Here’s the thing. I’m closing in on the 5,000-friend limit on Facebook. And while I don’t really know the majority of these people, at least I know they want to be in the vicinity of my cyberspace. Same goes with Twitter.
As a “mainstream media” columnist, I’m also the subject of of hateful hilarity written on blogs and whatnot. And while I generally find it amusing, my social network friends provide a nice padding against what the hippies call “negative energy.”
There is something to be found on ChatRoulette, if you can take it. My awesome chat partner, who used video of a train zooming through Norway as his onscreen stand-in, sifted out some interesting stuff:
“In the past 48 hours, I helped a sixteen year old Finnish girl with her English homework,” he wrote. “I kept a single mother in Chile company while she folded laundry. I declined a hit from a massive bong at a party in Spain. I watched a Big Ten college kid pass out drunk. I talked at length with a blue-collar resident of Anchorage about the job market there. I offered sympathy to a woman who had a bad head cold. I provided feedback to an aspiring poet in Australia. And, I saw at least one thousand penises.”

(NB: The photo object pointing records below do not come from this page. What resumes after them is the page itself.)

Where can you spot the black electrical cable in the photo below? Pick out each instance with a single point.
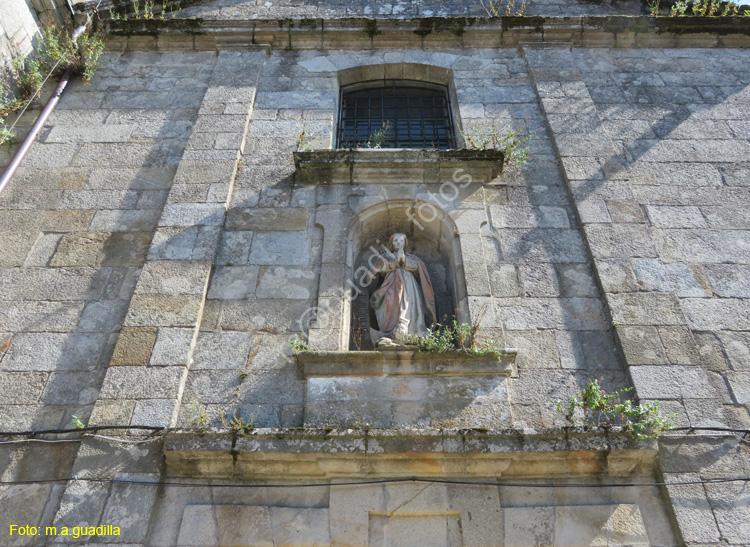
(727, 429)
(81, 429)
(376, 481)
(161, 428)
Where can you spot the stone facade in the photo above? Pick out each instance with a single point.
(162, 243)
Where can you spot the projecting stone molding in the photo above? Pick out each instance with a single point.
(398, 166)
(399, 387)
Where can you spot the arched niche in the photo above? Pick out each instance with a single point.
(432, 236)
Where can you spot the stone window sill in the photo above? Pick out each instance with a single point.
(401, 362)
(398, 166)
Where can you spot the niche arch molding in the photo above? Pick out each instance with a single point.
(432, 235)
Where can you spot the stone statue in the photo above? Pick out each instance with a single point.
(405, 302)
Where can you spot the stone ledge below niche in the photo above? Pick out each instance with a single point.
(325, 454)
(401, 362)
(398, 166)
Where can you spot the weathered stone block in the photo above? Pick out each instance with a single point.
(233, 283)
(645, 309)
(267, 219)
(142, 383)
(173, 278)
(529, 526)
(172, 347)
(222, 350)
(284, 282)
(641, 345)
(163, 311)
(280, 248)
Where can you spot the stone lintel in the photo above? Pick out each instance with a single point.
(398, 166)
(396, 362)
(324, 454)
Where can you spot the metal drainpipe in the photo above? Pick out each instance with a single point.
(41, 120)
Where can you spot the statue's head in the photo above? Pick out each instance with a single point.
(398, 242)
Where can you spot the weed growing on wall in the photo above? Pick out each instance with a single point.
(56, 54)
(297, 344)
(508, 8)
(147, 13)
(602, 409)
(457, 338)
(701, 8)
(510, 140)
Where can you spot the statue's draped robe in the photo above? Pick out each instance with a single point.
(401, 307)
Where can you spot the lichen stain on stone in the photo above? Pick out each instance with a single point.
(456, 25)
(371, 28)
(537, 23)
(154, 27)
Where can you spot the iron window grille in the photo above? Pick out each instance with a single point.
(395, 114)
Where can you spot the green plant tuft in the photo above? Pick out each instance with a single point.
(297, 344)
(509, 139)
(602, 409)
(456, 338)
(56, 54)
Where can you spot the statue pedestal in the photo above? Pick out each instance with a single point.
(399, 386)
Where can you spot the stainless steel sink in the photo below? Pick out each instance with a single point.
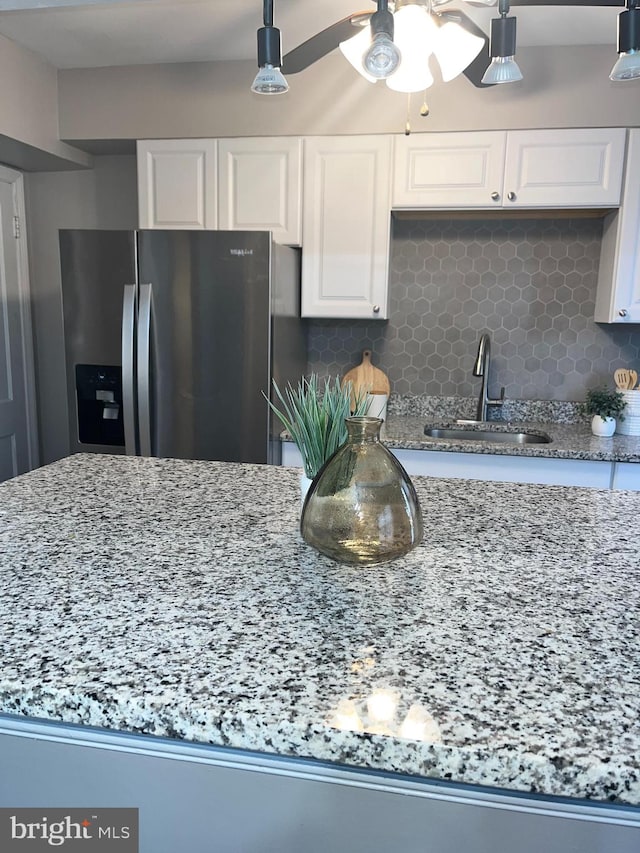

I, too, had another meaningful exchange, one that ended in a little bit of heartbreak. When a young Asian man popped up on screen wearing a white bathrobe and ear buds, I figured this was more of the same.Thankfully, it wasn’t.
The young man said he was a 26-year-old computer engineer living in Taiwan, up at 3:30 a.m. because of “wakefulness.” He said he enjoyed ChatRoulette because it was fun to meet people and it helped him work on his English. We spent the next two hours talking about different places in the world we’d like to visit, the weather and Lady Gaga.
We exchanged the opening lyrics at the beginning of “Bad Romance,” and he showed me his “Poker Face” expression. In the last half hour he told me he was sad because it was the first Chinese New Year without his mother, who had passed away from cancer a month before. He sent me a YouTube link to the Taiwanese “sadness song” he was listening to, and more links to a photo album Web site so I could see her pictures.
He told me about his mother’s journal, written in the 1980s, which he’d found after her death. He talked about how when she was young, she wrote and thought about things he had never considered.
I went into comfort mode. I told him that it was okay to miss her, that it would be hard for a long time, but he would be okay, that his mother would want him to be okay. He started typing less and less. Then he disconnected, without saying goodbye.